🤖 AI Summary
Real-world graph data often arise from mixtures of multiple latent distributions—i.e., distinct graph generation mechanisms—yet existing graph representation learning methods (e.g., contrastive learning, Mixup) fail to explicitly model this mixture structure.
Method: This paper is the first to formally model graph data as a mixture of graphons (nonparametric graph limit models), and proposes a unified framework that estimates mixture components via motif densities (graph moments), enabling disentangled representation learning. It introduces graphon-mixture-aware Mixup augmentation and contrastive learning, theoretically justified by proving that graphons with small cut distance exhibit similar motif densities—ensuring both augmentation validity and discriminative negative sampling.

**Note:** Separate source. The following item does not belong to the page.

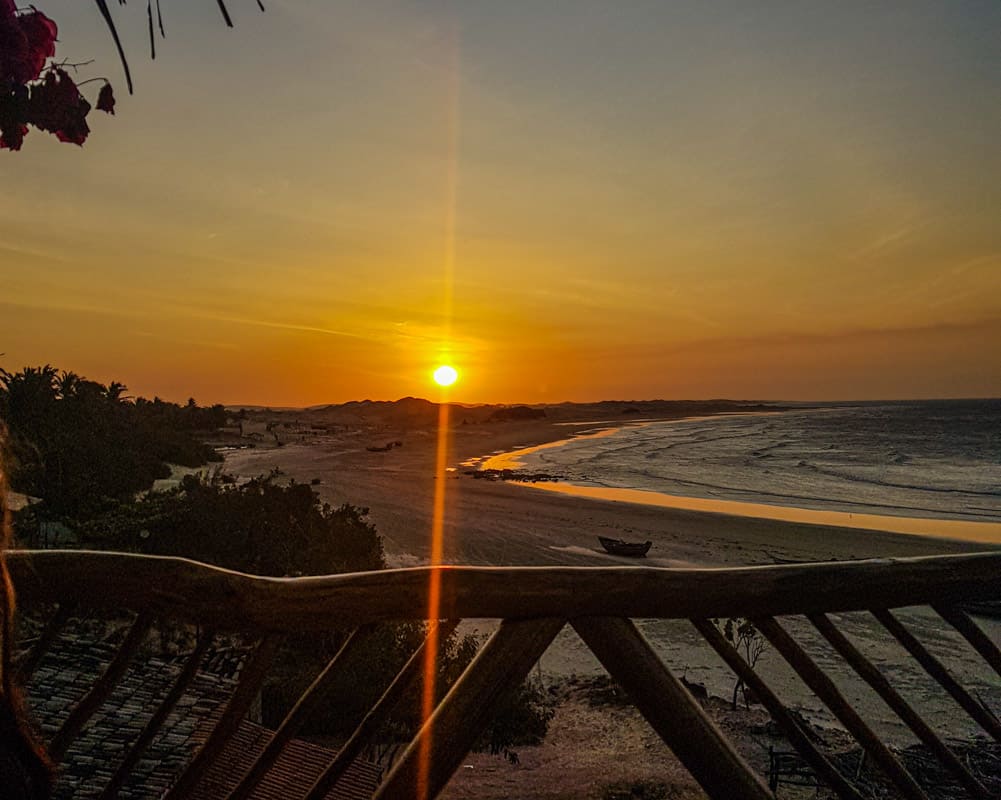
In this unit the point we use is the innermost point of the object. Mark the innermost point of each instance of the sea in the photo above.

Results: Extensive experiments demonstrate that the unsupervised method MGCL achieves top-1 average rank across 8 benchmark datasets; the supervised method GMAM attains state-of-the-art accuracy on 6 out of 7 datasets.
📝 Abstract
Real-world graph datasets often consist of mixtures of populations, where graphs are generated from multiple distinct underlying distributions. However, modern representation learning approaches, such as graph contrastive learning (GCL) and augmentation methods like Mixup, typically overlook this mixture structure. In this work, we propose a unified framework that explicitly models data as a mixture of underlying probabilistic graph generative models represented by graphons. To characterize these graphons, we leverage graph moments (motif densities) to cluster graphs arising from the same model. This enables us to disentangle the mixture components and identify their distinct generative mechanisms. This model-aware partitioning benefits two key graph learning tasks: 1) It enables a graphon-mixture-aware mixup (GMAM), a data augmentation technique that interpolates in a semantically valid space guided by the estimated graphons, instead of assuming a single graphon per class. 2) For GCL, it enables model-adaptive and principled augmentations. Additionally, by introducing a new model-aware objective, our proposed approach (termed MGCL) improves negative sampling by restricting negatives to graphs from other models. We establish a key theoretical guarantee: a novel, tighter bound showing that graphs sampled from graphons with small cut distance will have similar motif densities with high probability. Extensive experiments on benchmark datasets demonstrate strong empirical performance. In unsupervised learning, MGCL achieves state-of-the-art results, obtaining the top average rank across eight datasets. In supervised learning, GMAM consistently outperforms existing strategies, achieving new state-of-the-art accuracy in 6 out of 7 datasets.